If you eat “better” quality meat, you might not pay much attention to Tyson. But Tyson is paying attention to you. Organic is the fastest growing sector of the U.S. food economy and even two years after Lay’s advertised its potato chips as local, corporations have not slowed their pursuit of the natural and sustainable markets. And meat is one of the biggest potential growth areas. Most of the nation does not have access to high quality, locally-raised meat in the grocery store, particularly value-added products like sausage and hot dogs. A few towns are beginning to rebuild their local slaughterhouses or sausage companies, but the infrastructure is rare.
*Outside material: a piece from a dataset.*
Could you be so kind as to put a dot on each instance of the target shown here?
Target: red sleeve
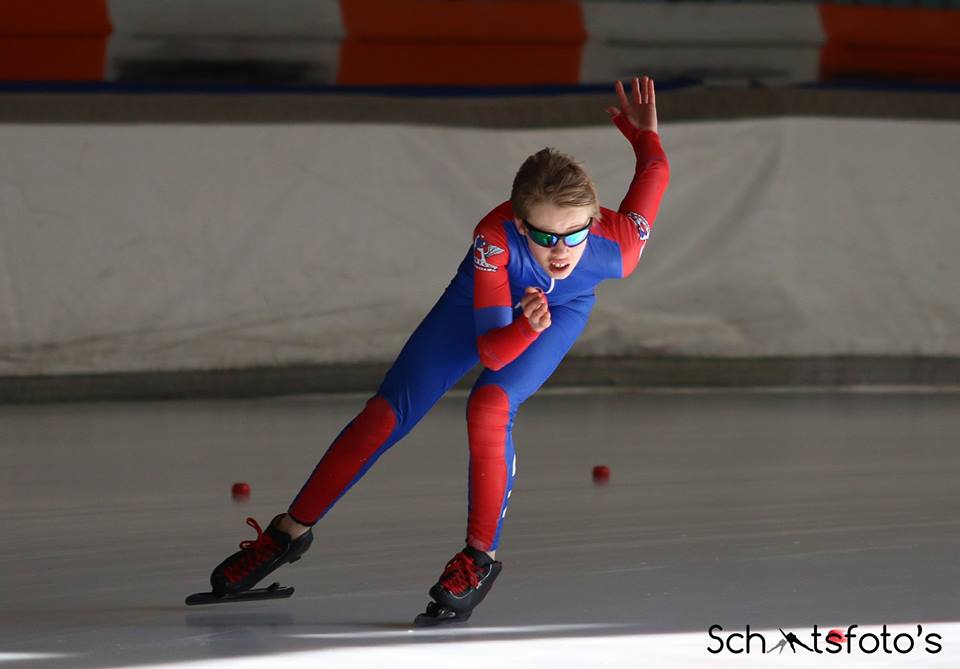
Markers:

If the expanded Tyson/Hillshire sets its sights on this vast market and starts putting out greenwashed imitation products, it could block regional efforts to rebuild truly sustainable meat production.
The merged company’s control over the pork supply chain–from hog to grocery case to marketing–would make it extraordinarily difficult not only for independent farmers, but for towns trying to invest in a slaughterhouse or meat locker, a grocery store wanting to carry specialty products, or the artisanal sausage maker trying to expand her market.
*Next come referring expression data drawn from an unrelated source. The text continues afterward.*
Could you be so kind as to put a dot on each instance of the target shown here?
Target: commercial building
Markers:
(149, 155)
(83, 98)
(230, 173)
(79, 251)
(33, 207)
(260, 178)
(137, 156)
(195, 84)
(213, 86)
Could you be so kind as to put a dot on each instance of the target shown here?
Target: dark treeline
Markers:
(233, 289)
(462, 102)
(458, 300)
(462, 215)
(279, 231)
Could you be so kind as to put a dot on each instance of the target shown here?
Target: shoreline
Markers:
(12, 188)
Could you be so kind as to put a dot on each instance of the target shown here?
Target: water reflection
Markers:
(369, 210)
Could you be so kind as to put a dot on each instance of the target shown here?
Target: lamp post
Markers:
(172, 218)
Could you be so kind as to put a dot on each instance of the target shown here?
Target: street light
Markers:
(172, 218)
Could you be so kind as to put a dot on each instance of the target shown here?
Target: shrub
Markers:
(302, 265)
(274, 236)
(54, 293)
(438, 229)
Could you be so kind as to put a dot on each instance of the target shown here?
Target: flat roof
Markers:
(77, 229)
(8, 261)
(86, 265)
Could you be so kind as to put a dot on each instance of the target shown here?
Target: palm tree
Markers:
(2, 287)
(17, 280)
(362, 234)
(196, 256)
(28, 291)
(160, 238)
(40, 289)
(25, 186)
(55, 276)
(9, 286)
4. The Justice Department is sitting back and letting this happen.
Critics of this latest merger include farmers and ranchers, faith and consumer groups, and senators, including Chuck Grassley (R-Iowa), who wrote to the Justice Department about loss of competition and consumer choice. In the end, the Department required Tyson to sell off a small division that directly competes with Hillshire to buy sows from farmers, over concerns that the combined companies would dramatically reduce the options—and therefore the prices—for farmers trying to sell their hogs.
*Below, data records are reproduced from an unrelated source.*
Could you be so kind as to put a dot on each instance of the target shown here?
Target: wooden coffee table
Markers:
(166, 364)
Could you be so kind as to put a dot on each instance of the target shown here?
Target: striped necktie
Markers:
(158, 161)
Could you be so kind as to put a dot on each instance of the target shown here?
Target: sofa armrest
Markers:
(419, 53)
The move was vitally important for farmers in an already highly concentrated industry, but additional questions about the impact on consumer prices and increased vertical integration were left unanswered. In a statement following the merger approval, National Farmers Union President Roger Johnson pointed out, “Antitrust laws were put on the books to keep powerful industries–like the meat industry–from being overly consolidated. Yet nearly every merger request they file is approved by the Department of Justice. As a result, the meat industry grows more powerful by the day and the family farmer continues to get squeezed.”
And it’s not just meat. Consumer group Food & Water Watch follows food industry mergers and Executive Director Wenonah Hauter says that in food and agriculture, “the Justice Department never blocks mergers and rarely offers significant divestments.” It is a similar story from airlines to hospitals to grocery stores–and with the proposed Time Warner Cable/Comcast merger on the horizon, set to create the largest internet company in the country, the way the Justice Department considers–or fails to consider–the consumer impact of big mergers affects us all, whether or not we eat frozen breakfast sandwiches.
5. Tyson will save money, consumers not so much.
While consolidation has pushed down the prices farmers are paid for hogs over the past few decades, these savings are rarely passed along to consumers; the meatpackers and retailers are pocketing the difference. USDA and independent economists studying the pork industry have found that, likely due to the extraordinary concentration already in the industry, consumer pork prices are particularly “sticky,” meaning that consumers pay more when hog prices are high, but when farm prices drop, grocery store prices do not fall as quickly or completely. The price of bacon and processed pork has gone up recently because of Porcine Epidemic Diarrhea Virus (or PEDv), a widespread disease affecting piglets, and, according to Hauter, “a larger Tyson can capitalize on this rising price trend but will have little incentive to lower prices when hog costs decline.” Organic pork, already more expensive, has also been hit by the disease, and will likely increase in price as well.
In a statement when the merger was announced in July, Tyson CEO Donnie Smith touted that the combined firm will “ensure more choices for our customers and consumers.” And he’s right. If by that he means the choice between a Pancake and Turkey Sausage Griddler or a Jimmy Dean Ham and Cheese Croissant Sandwich.